Info
Build Hadoop cluster in OpenStack with Terraform.
Primary goal of this project is to build Hadoop cluster. But the most part is generic - the Hadoop deployment can be skipped, or replaced by implementing different deployment type (see deployments directory).
Requirements
Locally installed:
Configuration:
- public part of ssh key uploaded to OpenStack
- ssh-agent with ssh key
- configured access to OpenStack (for example downloaded cloud.yaml file or the environment set)
Hadoop image
To setup Hadoop on single machine, launch:
/usr/local/sbin/hadoop-setup.sh
Hadoop image can be used also to build Hadoop cluster. It contains pre-downloaded and pre-installed Hadoop packages and dependencies, so this will speed things up.
Single machine
See above, when Hadoop image is available.
It is possible also to build Hadoop on single machine using terraform + this orchestration scripts (set type=hadoop-single, and n=0).
For example (check also the other values used in variables.tf):
cat <<EOF > mycluster.auto.tfvars
n = 0
type = "hadoop-single"
flavor = "standard.large" # >4GB memory needed
EOF
./launch.sh
Build cluster
#
# 1. check *variables.tf*
#
# It is possible to override default values using *\*.auto.tfvars* files.
#
cat <<EOF > mycluster.auto.tfvars
domain = 'mydomain'
n = 3
security_trusted_cidr = [
"0.0.0.0/0",
"::/0",
]
ssh = 'mykey'
EOF
#
# 2. add ssh key to ssh agent
#
# It must be the ssh key used in the *ssh* parameter in *variables.tf* or *\*.auto.tfvars*.
#
ssh-add
#
# 3. launch the setup script
#
./launch.sh
Destroy cluster
terraform destroy
Usage
Hadoop can be used on the "master" node (the frontend machine). The name can be configured by master_hostname in variables.tf.

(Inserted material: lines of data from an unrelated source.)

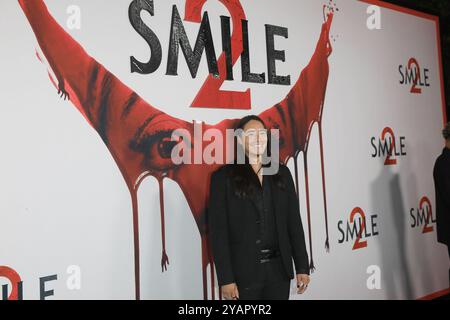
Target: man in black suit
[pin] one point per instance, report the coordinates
(441, 175)
(256, 237)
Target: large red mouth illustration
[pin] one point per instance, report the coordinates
(138, 135)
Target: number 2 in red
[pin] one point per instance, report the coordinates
(210, 94)
(389, 159)
(414, 88)
(427, 226)
(358, 243)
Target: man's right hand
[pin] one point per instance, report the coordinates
(230, 291)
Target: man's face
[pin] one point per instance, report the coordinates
(255, 139)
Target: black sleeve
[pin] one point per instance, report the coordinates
(444, 181)
(218, 228)
(295, 227)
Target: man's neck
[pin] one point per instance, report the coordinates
(257, 165)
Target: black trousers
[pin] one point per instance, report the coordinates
(448, 247)
(271, 283)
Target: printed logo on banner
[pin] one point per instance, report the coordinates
(388, 146)
(422, 217)
(358, 228)
(413, 76)
(15, 285)
(143, 147)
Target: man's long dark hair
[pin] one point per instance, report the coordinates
(245, 180)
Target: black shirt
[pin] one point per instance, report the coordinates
(267, 225)
(442, 188)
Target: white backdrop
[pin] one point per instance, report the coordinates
(64, 201)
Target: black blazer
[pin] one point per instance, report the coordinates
(441, 175)
(233, 229)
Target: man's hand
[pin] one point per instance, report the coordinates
(302, 282)
(230, 291)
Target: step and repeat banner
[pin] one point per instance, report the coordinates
(92, 207)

This machine is configured with the floating public IP address.
Before accessing Hadoop services, it is needed to obtain the Kerberos ticket:
kinit
Password
Look for the generated password of the created user for Hadoop in the output or password.txt file in home directory (/home/debian/password.txt).

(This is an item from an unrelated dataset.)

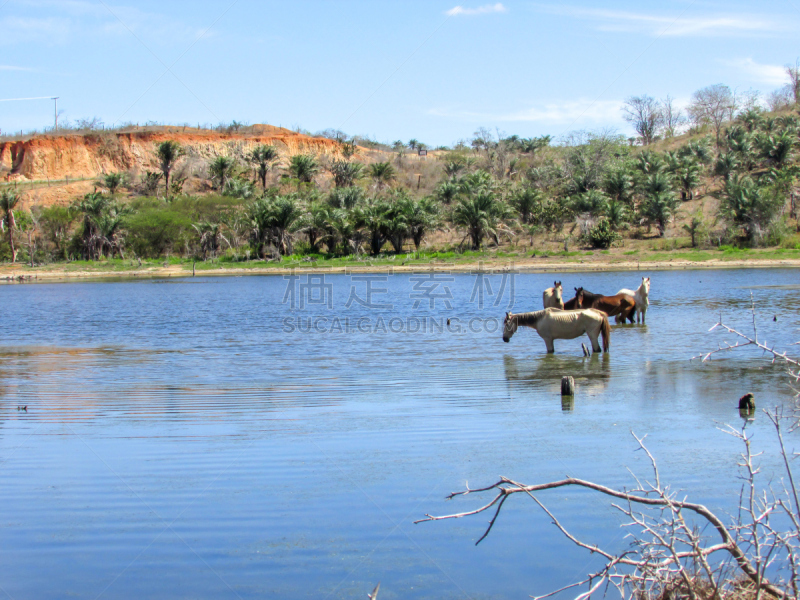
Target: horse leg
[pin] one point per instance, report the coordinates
(593, 338)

It is possible to set the new password on the master server using ('debian' is the user name):
sudo kadmin.local cpw debian
Public IP
The public IP is in the public_hosts file or inventory file.
Advanced usage
Add Hadoop node
On the terraform client machine:
# decrease number of nodes in terraform
vim *.auto.tfvars
# check the output
./terraform plan
# perform the changes
./launch.sh
# refresh configuration
yellowmanager refresh
#(this will call with credentials: 1) hdfs dfsadmin -refreshNodes, 2) yarn rmadmin -refreshNodes)
Remove Hadoop node
Data must be migrated from the removed nodes first in the Hadoop cluster. Theoretically this isn't needed when removing only one node due to replication policy on HDFS. In such case the steps would be the same as adding node.
- update Hadoop cluster
On the master machine:
# add nodes to remove (it must be the nodes with the highest numbers), for example:
echo node3.terra >> /etc/hadoop/conf/excludes
# refresh configuration
yellowmanager refresh
#(this will call with credentials: 1) hdfs dfsadmin -refreshNodes, 2) yarn rmadmin -refreshNodes)
# wait to finalize decommissioning (CLI or check the http://PUBLIC_IP:50070)
sudo -u hdfs kinit -k -t /etc/security/keytab/nn.service.keytab nn/`hostname -f`
sudo -u hdfs hdfs dfsadmin -report
...
- update infrastructure + SW configuration
On the terraform client machine:
# decrease number of nodes in terraform
vim *.auto.tfvars
# check the output
./terraform plan
# perform the changes
./launch.sh
- cleanups
On the master machine:
echo > /etc/hadoop/conf/excludes
sudo -u hdfs hdfs dfsadmin -refreshNodes
Add user
Launch /usr/local/sbin/hadoop-adduser.sh USER_NAME in the whole cluster.
For example using Ansible (replace $USER_NAME by the user name):
ansible -i ./inventory -m command -a "/usr/local/sbin/hadoop-adduser.sh $USER_NAME" all
The generated password is written on the output and stored in the home directory.
Internals
The launch.sh script is doing something like this:
terraform init
terraform apply
terraform output -json > config.json
./orchestrate.py
Terraform builds the infrastructure, orchestrate.py finishes the missing pieces (waiting for machine existence, proper DNS setup, ...), and then deploys and configures the software. The information about the infrastructure from Terraform is used for the orchestration.
The orchestration script has multiple steps and dry-run option. See ./orchestrate.py --help.